HUME, David: Investigación sobre el conocimiento humano, Sección 2º: Sobre el origen de las ideas, traducida por Jaime de Salas Ortueta. Alianza Editorial, Madrid, 2004, p. 41-47.

ANOTACIONES
(1) Es probable que quienes negaron las ideas innatas, no quisieron decir más que las ideas son copias de nuestras impresiones, aunque es necesario reconocer que los términos que emplearon no fueron escogidos con tanta precaución ni definidos con tanta precisión como para evitar todo equívoco acerca de su doctrina.¿Qué es lo que se entiende por innato ? Si lo innato ha de ser equivalente a lo natural, entonces todas las percepciones e ideas de la mente han de ser consideradas innatas o naturales, en cualquier sentido en que tomemos la palabra, por contraposición a lo infrecuente, a lo artificial o a lo milagroso. Si por innato se entiende lo simultáneo a nuestro nacimiento, la disputa parece ser frívola, pues no vale la pena preguntarse en qué momento se comienza a pensar, si antes, después o al mismo tiempo que nuestro nacimiento. Por otra parte, la palabra idea parece haber sido tomada, por lo general, en una acepción muy lata por Locke y otros, como si valiese para cualquiera de nuestras percepciones, sensaciones o pasiones, así como pensamientos.

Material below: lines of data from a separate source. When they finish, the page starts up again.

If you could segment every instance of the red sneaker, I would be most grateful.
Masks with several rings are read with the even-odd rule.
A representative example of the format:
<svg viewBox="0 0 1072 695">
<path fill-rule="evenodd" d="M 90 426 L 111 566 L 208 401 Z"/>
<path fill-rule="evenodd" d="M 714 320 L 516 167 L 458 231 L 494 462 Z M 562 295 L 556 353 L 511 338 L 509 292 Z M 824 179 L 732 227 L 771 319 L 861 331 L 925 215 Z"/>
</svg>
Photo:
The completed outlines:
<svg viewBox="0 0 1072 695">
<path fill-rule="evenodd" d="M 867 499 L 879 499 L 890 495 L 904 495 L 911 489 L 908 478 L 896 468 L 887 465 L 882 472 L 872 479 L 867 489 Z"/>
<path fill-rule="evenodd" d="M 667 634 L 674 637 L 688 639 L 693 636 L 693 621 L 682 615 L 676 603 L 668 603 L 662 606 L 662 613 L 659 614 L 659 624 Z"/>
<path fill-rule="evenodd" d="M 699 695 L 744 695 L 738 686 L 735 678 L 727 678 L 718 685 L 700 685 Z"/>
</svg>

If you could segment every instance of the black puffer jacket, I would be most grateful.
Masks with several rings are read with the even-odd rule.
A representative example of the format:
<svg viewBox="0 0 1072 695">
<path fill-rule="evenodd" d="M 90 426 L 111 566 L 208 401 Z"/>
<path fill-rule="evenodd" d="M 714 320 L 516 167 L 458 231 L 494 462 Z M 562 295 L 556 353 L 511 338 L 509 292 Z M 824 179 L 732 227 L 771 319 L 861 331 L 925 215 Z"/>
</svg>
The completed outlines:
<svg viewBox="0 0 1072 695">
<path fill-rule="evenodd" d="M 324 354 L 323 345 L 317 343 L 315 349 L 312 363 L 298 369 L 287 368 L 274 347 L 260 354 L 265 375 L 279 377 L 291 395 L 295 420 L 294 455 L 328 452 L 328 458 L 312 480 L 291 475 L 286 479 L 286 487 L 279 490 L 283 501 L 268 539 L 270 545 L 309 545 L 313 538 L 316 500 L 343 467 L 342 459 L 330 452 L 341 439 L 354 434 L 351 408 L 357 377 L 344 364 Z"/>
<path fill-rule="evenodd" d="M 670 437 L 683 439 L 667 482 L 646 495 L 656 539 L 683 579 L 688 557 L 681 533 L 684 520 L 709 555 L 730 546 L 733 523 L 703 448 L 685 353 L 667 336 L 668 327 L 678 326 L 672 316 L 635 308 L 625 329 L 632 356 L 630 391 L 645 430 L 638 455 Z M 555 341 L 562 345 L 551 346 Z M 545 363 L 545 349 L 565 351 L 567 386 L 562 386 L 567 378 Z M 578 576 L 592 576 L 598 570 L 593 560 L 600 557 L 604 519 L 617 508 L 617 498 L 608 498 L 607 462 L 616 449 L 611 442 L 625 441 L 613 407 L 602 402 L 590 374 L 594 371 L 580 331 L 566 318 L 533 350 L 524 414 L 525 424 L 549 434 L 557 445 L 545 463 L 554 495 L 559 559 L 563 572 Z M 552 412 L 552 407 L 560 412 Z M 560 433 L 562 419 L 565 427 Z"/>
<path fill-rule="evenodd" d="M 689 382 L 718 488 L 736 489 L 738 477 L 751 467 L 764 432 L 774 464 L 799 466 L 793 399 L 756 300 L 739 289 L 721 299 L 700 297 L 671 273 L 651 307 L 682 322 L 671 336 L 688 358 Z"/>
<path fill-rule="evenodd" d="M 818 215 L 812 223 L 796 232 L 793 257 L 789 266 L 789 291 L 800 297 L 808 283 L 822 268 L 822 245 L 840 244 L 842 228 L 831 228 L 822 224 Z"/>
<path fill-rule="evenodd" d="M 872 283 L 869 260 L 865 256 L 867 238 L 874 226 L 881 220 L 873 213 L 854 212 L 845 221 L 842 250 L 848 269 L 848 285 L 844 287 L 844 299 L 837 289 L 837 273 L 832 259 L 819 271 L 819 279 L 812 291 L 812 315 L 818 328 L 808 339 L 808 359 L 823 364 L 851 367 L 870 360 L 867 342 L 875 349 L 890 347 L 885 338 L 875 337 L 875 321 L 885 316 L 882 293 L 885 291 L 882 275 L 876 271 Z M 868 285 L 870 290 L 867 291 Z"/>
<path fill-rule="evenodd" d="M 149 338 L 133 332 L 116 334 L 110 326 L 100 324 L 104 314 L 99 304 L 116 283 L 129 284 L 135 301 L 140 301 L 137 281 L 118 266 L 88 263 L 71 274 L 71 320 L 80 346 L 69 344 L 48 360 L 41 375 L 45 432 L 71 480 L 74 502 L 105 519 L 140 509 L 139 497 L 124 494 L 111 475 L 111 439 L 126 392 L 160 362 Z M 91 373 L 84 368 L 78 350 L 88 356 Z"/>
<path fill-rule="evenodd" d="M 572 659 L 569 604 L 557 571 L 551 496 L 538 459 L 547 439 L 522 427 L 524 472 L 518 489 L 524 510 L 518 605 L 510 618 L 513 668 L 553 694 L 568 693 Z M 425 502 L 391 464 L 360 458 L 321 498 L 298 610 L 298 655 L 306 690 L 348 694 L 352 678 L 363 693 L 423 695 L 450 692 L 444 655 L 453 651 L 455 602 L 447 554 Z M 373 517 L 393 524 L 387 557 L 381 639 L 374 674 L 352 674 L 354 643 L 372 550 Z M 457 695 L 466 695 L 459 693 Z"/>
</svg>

Ahora bien, en este sentido, quisiera saber lo que se pretende decir al afirmar que el amor propio, el resentimiento por daños o la pasión entre sexos no son innatas. Pero admitiendo los términos impresiones e ideas en el sentido arriba explicado, y entendiendo por innato lo que es original y no copiado de una percepción precedente, entonces podremos afirmar que todas nuestras impresiones son innatas y que nuestras ideas no lo son.
Para ser sincero debo reconocer que, en mi opinión, Locke fue conducido indebidamente a tratar esta cuestión por los escolásticos que, valiéndose de términos sin definir, alargaban sus disputas, sin alcanzar jamás la cuestión a tratar. Ambigüedad y circunlocución semejantes penetran todos los razonamientos de aquel gran filósofo sobre ésta, así como sobre la mayoría de las demás cuestiones.